Como decía Félix Rodriguez de la Fuente: la atención de un ser humano es una capacidad prodigiosa de nuestra mente, que puede permanecer más o menos alerta, en una alerta baja, de baja intensidad, como se dice en el argot militar, o, de pronto, en una gran y concentrada alerta.
Y precisamente, ese resorte que nos hace pasar del piloto automático de nuestras reacciones al estado de máxima alerta es el mejor indicador de qué o quién nos interesa de verdad. Y ante esa prueba, la mil excusas que nuestra mente consciente es capaz de generar importan más bien poco.
En la izquierda y derecha política esto no aporta mucho. La doble vara de medir de las dos tendencias políticas se da por sentada. Lo que llama la atención de una, pasa desapercibida para la otra y viceversa. El ser humano es así y hay que vivir con ello.
El problema viene con el centro. ¿Qué es el centro político? En teoría deberían ser personas que comparten gustos morales en un punto medio entre la izquierda y la derecha, y, por tanto, gracias a esta capacidad podría ser ecuánimes entre ambas posturas, siendo capaces de reaccionar igual ante los estímulos vengan del lado que vengan.

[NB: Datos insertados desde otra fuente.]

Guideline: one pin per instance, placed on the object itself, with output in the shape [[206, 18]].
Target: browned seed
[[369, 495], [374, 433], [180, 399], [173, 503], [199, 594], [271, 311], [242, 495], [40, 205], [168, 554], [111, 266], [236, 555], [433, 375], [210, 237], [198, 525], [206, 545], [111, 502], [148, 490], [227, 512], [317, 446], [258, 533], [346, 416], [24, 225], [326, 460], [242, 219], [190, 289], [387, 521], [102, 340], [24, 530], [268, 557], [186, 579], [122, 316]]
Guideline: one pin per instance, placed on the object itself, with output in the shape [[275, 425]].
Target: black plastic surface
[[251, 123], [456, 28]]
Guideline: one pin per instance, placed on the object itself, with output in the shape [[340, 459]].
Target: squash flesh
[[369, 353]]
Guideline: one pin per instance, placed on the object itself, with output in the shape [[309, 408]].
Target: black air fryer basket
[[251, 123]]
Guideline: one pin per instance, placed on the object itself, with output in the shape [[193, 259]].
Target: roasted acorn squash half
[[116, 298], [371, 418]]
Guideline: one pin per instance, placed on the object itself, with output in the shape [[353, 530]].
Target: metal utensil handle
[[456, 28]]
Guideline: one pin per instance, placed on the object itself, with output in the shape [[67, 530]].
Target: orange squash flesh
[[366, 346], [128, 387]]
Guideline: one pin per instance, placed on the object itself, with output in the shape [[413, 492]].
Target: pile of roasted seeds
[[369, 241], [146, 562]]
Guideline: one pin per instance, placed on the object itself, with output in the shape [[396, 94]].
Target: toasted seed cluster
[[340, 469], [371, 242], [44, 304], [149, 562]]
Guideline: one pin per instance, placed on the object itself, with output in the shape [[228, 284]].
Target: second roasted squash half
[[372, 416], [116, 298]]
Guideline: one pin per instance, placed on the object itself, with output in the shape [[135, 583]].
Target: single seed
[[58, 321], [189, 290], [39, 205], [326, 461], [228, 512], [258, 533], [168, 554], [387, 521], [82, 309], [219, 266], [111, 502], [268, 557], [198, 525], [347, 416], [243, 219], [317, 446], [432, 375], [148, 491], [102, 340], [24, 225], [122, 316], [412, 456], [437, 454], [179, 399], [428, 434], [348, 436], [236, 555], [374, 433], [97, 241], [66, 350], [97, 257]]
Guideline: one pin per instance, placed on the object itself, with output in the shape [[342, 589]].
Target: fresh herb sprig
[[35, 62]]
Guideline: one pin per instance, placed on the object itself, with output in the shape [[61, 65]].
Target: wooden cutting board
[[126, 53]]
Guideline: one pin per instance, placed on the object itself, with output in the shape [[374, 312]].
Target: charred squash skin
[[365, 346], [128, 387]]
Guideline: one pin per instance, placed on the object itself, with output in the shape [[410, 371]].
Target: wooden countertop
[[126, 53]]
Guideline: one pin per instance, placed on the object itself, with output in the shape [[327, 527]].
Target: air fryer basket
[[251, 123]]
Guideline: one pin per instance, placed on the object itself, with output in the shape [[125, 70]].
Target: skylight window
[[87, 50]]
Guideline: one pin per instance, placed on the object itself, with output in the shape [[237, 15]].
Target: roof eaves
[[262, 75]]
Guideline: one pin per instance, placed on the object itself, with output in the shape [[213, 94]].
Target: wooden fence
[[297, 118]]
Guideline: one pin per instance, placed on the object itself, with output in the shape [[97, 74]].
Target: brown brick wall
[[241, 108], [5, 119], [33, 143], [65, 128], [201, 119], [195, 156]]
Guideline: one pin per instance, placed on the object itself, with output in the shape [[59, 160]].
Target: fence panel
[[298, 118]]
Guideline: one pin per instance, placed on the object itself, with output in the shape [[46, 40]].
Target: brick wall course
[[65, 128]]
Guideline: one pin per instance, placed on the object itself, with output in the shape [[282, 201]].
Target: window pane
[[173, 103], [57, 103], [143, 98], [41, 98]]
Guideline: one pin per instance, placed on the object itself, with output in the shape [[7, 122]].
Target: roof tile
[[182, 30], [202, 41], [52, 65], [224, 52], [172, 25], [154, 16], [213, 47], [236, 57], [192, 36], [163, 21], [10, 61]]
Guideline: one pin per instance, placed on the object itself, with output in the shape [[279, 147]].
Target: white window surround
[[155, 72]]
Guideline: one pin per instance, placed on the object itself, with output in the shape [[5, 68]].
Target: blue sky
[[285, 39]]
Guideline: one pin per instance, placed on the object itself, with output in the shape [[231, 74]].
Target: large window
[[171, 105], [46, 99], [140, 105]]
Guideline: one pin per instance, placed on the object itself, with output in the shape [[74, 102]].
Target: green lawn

Dicho de otro modo, el centro debería ser una madre que quiere por igual a sus hijos. Pero sabemos que eso no existe. La izquierda, la derecha y centro son etiquetas que usamos para simplificar el mundo. Al final existen millones de individuos con unos sesgos propios a los que agrupamos por características comunes, y estas varían mucho de las generalizaciones y categorías teóricas.
O dicho en cristiano: un centrista visto individualmente siempre va a estar ligeramente situado a la derecha o a la izquierda. Al igual que con las madres, solo hay que ver cómo reacciona a los eventos diarios y hacer sencillas comparaciones.
¿Eso tiene algo de malo? En absoluto, de hecho, es perfectamente compresible y no le quita ningún valor. El follón lo tenemos cuando se decide ignorar algo tan básico para empezar a creer en la ficción absurda del centro centrado, que nace de la superioridad moral, visión no restringida o ungida que cierta izquierda se ha llevado consigo en su viaje al centro.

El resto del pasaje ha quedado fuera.